Старуха поворачивается, и я чуть не вскрикиваю: Люси! Но это не Люси. У нее нет лица, и длинные каштановые волосы в лунном свете отливают серебром. Она несколько мгновений смотрит на меня, потом вскрикивает от радости и плетется навстречу. Откуда я знаю ее?
— Амброуз! — Это голос Люси.
Она кладет руки мне на плечи, обнимает; ее тело гудит, как трансформатор, и хотя я не вижу ее лица, чувствую что-то — не счастье, но что-то похожее на него. Может быть, наслаждение или удовлетворенность, но без радости. Это удовольствие точного расчета, холодное и бесчувственное. Она отстраняется, и вибрация исчезает.
— Амброуз… — начинает она, но не договаривает. — Вижу, вы растеряны.
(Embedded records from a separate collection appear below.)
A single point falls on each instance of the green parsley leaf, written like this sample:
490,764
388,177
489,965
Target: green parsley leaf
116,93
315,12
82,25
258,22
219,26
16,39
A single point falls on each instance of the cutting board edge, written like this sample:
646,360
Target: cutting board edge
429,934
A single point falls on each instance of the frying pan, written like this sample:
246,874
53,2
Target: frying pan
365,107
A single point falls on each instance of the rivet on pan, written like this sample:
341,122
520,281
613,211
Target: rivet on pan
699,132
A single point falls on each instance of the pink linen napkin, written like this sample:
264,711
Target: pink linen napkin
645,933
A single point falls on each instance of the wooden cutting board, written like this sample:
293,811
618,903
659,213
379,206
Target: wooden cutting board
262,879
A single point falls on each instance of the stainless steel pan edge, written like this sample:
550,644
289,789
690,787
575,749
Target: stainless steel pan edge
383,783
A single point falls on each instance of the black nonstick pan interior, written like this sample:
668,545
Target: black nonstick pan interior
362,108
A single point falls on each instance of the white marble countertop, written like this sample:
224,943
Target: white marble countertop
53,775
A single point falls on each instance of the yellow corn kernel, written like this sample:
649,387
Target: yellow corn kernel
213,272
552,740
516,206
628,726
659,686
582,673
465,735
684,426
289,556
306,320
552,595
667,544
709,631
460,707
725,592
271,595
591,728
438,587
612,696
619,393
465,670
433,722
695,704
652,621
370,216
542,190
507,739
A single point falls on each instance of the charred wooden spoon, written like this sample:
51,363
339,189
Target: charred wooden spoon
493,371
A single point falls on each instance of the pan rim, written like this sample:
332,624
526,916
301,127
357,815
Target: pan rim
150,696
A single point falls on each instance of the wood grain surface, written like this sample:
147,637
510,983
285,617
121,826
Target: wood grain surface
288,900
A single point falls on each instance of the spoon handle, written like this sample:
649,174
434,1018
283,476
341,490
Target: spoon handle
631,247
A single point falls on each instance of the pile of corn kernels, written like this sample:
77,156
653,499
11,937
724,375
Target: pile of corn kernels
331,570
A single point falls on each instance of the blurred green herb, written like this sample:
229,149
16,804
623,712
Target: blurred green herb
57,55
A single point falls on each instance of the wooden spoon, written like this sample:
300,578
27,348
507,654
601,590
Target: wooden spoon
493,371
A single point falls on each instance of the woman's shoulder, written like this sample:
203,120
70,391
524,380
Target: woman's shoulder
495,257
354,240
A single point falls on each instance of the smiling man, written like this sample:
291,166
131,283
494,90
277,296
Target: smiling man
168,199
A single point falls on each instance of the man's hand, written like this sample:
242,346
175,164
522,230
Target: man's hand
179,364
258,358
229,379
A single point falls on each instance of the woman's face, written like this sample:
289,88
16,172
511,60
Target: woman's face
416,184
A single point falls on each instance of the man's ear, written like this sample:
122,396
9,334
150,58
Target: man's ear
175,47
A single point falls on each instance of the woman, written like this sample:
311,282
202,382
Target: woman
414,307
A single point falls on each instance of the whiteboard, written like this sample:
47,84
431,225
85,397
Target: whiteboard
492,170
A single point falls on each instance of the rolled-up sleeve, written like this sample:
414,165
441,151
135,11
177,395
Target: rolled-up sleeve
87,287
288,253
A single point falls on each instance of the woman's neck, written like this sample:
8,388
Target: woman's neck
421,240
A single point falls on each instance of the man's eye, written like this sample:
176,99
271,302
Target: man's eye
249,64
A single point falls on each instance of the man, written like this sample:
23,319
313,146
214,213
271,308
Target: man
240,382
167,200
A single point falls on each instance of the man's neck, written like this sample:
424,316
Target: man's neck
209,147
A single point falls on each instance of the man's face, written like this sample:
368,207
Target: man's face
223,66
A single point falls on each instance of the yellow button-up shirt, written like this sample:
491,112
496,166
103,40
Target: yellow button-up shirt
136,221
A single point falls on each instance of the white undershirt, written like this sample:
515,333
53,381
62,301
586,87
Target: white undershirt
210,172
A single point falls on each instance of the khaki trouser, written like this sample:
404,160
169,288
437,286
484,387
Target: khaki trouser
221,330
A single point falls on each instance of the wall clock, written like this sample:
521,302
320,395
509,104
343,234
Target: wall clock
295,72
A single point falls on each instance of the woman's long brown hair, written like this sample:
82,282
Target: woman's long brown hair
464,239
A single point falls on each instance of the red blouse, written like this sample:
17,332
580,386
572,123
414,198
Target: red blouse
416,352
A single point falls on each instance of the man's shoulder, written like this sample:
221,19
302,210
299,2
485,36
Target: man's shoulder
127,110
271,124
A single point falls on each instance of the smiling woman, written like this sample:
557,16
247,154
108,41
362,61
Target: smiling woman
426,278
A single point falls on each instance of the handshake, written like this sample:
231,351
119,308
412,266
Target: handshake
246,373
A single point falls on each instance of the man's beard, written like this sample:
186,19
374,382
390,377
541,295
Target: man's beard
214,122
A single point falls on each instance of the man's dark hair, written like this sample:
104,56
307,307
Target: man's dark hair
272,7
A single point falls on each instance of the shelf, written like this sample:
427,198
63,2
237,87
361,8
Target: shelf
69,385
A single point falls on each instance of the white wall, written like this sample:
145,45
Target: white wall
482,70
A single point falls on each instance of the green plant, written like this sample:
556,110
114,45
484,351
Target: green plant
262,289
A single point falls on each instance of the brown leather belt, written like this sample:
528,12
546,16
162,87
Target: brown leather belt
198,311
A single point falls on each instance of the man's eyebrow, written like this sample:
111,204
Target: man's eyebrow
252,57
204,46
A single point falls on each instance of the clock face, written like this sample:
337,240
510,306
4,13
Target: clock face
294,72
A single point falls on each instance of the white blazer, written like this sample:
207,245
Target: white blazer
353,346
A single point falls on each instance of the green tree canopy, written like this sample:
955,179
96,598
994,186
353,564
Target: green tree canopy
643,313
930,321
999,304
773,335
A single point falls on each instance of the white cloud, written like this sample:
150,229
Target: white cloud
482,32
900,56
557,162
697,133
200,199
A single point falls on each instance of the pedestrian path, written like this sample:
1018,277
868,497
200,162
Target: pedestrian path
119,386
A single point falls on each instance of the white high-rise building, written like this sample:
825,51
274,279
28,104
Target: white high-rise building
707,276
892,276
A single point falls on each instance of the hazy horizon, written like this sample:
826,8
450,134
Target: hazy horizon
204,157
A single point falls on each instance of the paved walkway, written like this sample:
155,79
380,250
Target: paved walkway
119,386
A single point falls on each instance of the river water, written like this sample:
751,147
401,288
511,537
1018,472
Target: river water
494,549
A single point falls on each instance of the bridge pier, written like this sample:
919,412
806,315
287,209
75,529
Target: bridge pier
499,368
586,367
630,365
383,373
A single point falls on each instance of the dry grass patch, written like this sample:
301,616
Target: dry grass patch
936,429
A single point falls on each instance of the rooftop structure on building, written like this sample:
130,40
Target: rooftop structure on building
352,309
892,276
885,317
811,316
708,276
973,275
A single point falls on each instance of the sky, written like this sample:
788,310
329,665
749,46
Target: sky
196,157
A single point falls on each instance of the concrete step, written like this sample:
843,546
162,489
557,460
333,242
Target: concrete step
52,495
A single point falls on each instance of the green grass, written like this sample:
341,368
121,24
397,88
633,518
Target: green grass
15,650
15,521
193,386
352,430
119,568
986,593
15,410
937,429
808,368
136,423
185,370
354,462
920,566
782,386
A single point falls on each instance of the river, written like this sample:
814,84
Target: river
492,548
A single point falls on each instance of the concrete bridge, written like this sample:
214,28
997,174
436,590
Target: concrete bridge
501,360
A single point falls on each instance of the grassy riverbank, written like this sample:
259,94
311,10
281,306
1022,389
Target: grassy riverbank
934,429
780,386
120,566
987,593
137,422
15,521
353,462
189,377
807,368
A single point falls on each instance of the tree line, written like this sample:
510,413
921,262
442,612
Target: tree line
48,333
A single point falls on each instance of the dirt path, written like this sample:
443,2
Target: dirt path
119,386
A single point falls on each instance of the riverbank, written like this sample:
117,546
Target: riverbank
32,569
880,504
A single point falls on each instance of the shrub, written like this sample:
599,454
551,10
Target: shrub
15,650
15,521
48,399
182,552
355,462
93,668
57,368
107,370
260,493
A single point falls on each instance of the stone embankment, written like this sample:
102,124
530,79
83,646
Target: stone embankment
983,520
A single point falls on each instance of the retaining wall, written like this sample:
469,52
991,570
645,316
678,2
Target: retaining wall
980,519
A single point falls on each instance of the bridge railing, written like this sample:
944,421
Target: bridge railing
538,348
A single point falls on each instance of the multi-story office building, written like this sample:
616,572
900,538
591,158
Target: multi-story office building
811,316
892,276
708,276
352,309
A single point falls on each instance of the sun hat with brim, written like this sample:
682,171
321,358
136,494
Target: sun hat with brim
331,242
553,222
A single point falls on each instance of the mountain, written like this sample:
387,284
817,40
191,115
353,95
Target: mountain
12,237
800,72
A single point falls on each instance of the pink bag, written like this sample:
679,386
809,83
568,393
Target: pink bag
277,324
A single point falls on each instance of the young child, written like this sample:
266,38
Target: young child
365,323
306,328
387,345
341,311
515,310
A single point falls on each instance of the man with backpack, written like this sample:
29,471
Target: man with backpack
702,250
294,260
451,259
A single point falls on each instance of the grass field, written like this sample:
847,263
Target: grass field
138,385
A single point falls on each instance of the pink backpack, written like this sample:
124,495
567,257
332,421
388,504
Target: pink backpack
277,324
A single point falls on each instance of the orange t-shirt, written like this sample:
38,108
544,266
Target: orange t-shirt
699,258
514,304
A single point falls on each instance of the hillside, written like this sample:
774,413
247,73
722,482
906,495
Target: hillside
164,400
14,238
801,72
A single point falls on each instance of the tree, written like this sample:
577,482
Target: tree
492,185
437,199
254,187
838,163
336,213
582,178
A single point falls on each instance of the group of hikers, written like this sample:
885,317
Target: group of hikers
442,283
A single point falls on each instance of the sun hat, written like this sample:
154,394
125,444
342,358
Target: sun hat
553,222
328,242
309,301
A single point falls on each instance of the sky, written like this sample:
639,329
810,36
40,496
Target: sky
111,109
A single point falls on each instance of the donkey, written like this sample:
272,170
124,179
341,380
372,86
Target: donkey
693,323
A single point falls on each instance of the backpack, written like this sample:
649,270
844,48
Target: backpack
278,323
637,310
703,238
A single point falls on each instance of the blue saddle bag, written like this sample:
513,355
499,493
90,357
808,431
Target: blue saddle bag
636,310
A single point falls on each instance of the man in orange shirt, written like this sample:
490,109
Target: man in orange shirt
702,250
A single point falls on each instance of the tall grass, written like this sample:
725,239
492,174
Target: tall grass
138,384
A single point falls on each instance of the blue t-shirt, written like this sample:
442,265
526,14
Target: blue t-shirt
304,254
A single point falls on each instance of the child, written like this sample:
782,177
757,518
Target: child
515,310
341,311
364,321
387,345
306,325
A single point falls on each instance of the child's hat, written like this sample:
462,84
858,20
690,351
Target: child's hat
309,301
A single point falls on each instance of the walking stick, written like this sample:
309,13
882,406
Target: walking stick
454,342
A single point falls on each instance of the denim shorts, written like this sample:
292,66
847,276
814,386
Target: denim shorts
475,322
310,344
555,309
Нельзя, чтобы она догадалась.
— Столько времени прошло…
— Это верно. Спасибо Земле, вы с нами.
Я киваю:
— Спасибо… Земле.
— Надолго это затянулось, что уж говорить, и мы почти оставили надежду на ваше возвращение. Когда Николай умер, а вы исчезли, мы, естественно, боялись худшего. — Она берет меня за руку и поворачивается к Питеру. — Спасибо, брат. Созывай совет. Все захотят его увидеть.